Most people love the thought of using it whenever they can but for me I'd rather have the comfort of knowing what I can do but never putting myself in a position to use it. I love the thought of being implicitly sure/confident in myself and my own ability as I naturally should be now but it's something I have always lacked.


----------



## WhatWentWrong (Oct 25, 2010)

ShyWolfie said:


> Ahh thats a shame  what belt did you get and why did you have to quit if I'm ok asking?


I trained for quite a few years I got to 3rd kyu so I was a couple away from black :/ I stopped going about 6 years ago now. I got suspended because I had a real fight with one of the other students over a girl lol. When I came back my teacher wasn't the same, he had a _cold_ attitude with me so I just stopped going. After than I turned to alcohol which was when I finished college and life when severely down hill from then on.


----------



## Brilliantly Beta (Aug 5, 2012)

WhatWentWrong said:


> I trained for quite a few years I got to 3rd kyu so I was a couple away from black :/ I stopped going about 6 years ago now. I got suspended because I had a real fight with one of the other students over a girl lol. When I came back my teacher wasn't the same, he had a _cold_ attitude with me so I just stopped going. After than I turned to alcohol which was when I finished college and life when severely down hill from then on.


Jeez man that sucks  especially the fact it was over a girl I'm sorry to hear that


----------



## Quail (Jun 8, 2013)

Wow, you skip a belt! 
You've acquired the techniques and the important thing of Karate. Very hard worker.


----------



## WhatWentWrong (Oct 25, 2010)

ShyWolfie said:


> Jeez man that sucks  especially the fact it was over a girl I'm sorry to hear that


Life can be cruel but I guess it was my fault. I was pretty cocky back in the day. If anything i'm now I nicer person just not the most confident lol.


----------



## Brilliantly Beta (Aug 5, 2012)

WhatWentWrong said:


> Life can be cruel but I guess it was my fault. I was pretty cocky back in the day. If anything i'm now I nicer person just not the most confident lol.


Ahhh thats a shame


----------



## JAkDy (Jan 23, 2011)

ShyWolfie said:


> Omg I was a bag of nerves a few hours ago but I pushed myself through it and sure enough despite being all shakey and nervous....I PASSED!!!! but not only did I pass, I was put through to skip a belt and become a solid yellow  omg so on cloud nine right now :clap :boogie


Congratulations buddy.
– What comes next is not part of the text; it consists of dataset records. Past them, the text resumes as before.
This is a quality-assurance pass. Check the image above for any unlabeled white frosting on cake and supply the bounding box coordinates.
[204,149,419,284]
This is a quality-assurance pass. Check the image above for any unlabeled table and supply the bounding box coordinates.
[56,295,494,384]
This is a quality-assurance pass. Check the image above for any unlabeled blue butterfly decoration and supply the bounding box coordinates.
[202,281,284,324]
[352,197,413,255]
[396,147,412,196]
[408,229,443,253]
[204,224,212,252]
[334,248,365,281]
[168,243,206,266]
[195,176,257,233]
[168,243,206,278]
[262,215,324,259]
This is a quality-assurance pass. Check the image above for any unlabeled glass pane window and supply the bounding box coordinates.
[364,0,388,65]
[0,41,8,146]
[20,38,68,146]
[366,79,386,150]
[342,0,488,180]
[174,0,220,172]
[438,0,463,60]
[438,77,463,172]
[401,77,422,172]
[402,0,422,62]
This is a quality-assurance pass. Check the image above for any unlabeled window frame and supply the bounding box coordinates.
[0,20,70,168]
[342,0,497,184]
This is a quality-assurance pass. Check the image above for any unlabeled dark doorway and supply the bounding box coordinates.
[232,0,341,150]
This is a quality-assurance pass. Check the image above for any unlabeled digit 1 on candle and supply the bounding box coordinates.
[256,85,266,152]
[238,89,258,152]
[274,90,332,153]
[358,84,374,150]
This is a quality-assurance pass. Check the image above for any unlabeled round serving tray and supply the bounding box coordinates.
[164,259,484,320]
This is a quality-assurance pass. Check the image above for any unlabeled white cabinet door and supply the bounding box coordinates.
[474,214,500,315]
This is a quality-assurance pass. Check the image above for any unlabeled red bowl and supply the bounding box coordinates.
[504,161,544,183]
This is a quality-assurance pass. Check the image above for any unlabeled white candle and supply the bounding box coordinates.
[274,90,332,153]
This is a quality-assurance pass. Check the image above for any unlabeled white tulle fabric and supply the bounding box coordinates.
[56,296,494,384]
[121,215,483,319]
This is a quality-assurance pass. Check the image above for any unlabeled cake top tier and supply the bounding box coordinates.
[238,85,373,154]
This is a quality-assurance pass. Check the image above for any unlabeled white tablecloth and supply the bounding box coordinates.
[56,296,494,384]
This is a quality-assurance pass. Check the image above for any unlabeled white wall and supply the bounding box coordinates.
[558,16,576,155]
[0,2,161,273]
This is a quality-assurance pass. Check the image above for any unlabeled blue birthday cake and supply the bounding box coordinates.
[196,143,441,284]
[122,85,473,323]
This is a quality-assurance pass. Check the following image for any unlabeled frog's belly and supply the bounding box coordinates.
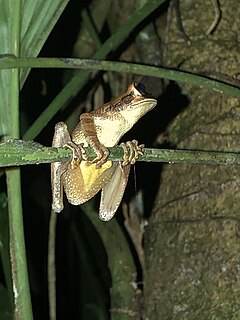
[62,161,115,205]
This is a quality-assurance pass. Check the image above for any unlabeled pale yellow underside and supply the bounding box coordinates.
[62,161,116,205]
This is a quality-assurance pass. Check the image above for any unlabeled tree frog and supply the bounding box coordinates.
[51,83,157,221]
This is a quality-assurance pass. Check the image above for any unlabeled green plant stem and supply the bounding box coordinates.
[0,140,240,167]
[0,56,240,99]
[6,0,33,320]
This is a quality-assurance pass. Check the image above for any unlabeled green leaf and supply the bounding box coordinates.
[0,0,69,136]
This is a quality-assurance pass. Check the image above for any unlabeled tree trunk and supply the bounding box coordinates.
[145,0,240,320]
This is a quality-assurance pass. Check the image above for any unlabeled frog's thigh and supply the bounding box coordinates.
[63,161,115,205]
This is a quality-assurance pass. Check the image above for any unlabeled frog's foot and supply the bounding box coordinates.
[92,144,109,168]
[64,141,88,169]
[120,140,144,166]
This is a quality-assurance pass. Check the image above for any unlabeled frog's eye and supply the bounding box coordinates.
[134,82,146,96]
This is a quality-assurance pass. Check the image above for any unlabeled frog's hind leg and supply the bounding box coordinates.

If it's the same everywhere, the karate place I did had grades white - yellow - orange - green - blue - purple - brown - (several stripes later) black.

With various 'halves' inbetween - ie green belt blue stripes etc.

I used to do karate when I was younger, got up to brown belt with no stripes. I do remember the gradings were nerve-racking but it's so worth it to get to the next grade.

And such a great sense of pride when you get a new belt of a higher colour, like a token of your hard work up until that point.


----------



## Harmeulius (Jun 24, 2013)

Well done!

You said you skiped a belt and have become a solid yellow belt? Is there a belt between the white and the yellow one? I didn't know that.


----------



## Brilliantly Beta (Aug 5, 2012)

JAkDy said:


> Congratulations buddy. If it's the same everywhere, the karate place I did had grades white - yellow - orange - green - blue - purple - brown - (several stripes later) black.
> 
> With various 'halves' inbetween - ie green belt blue stripes etc.
> 
> ...


Absolutely all the black belts clapping as I walked down the stairs was just surreal hehe


----------



## Brilliantly Beta (Aug 5, 2012)

Harmeulius said:


> Well done!
> 
> You said you skiped a belt and have become a solid yellow belt? Is there a belt between the white and the yellow one? I didn't know that.


There is a stripe I do believe


----------



## App (Jun 28, 2013)

Kon' nichiwa, ShyWolfie!
& many congratulations!
A.


----------



## WhatWentWrong (Oct 25, 2010)

ShyWolfie said:


> There is a stripe I do believe


I think that's only in Taikwon-do


----------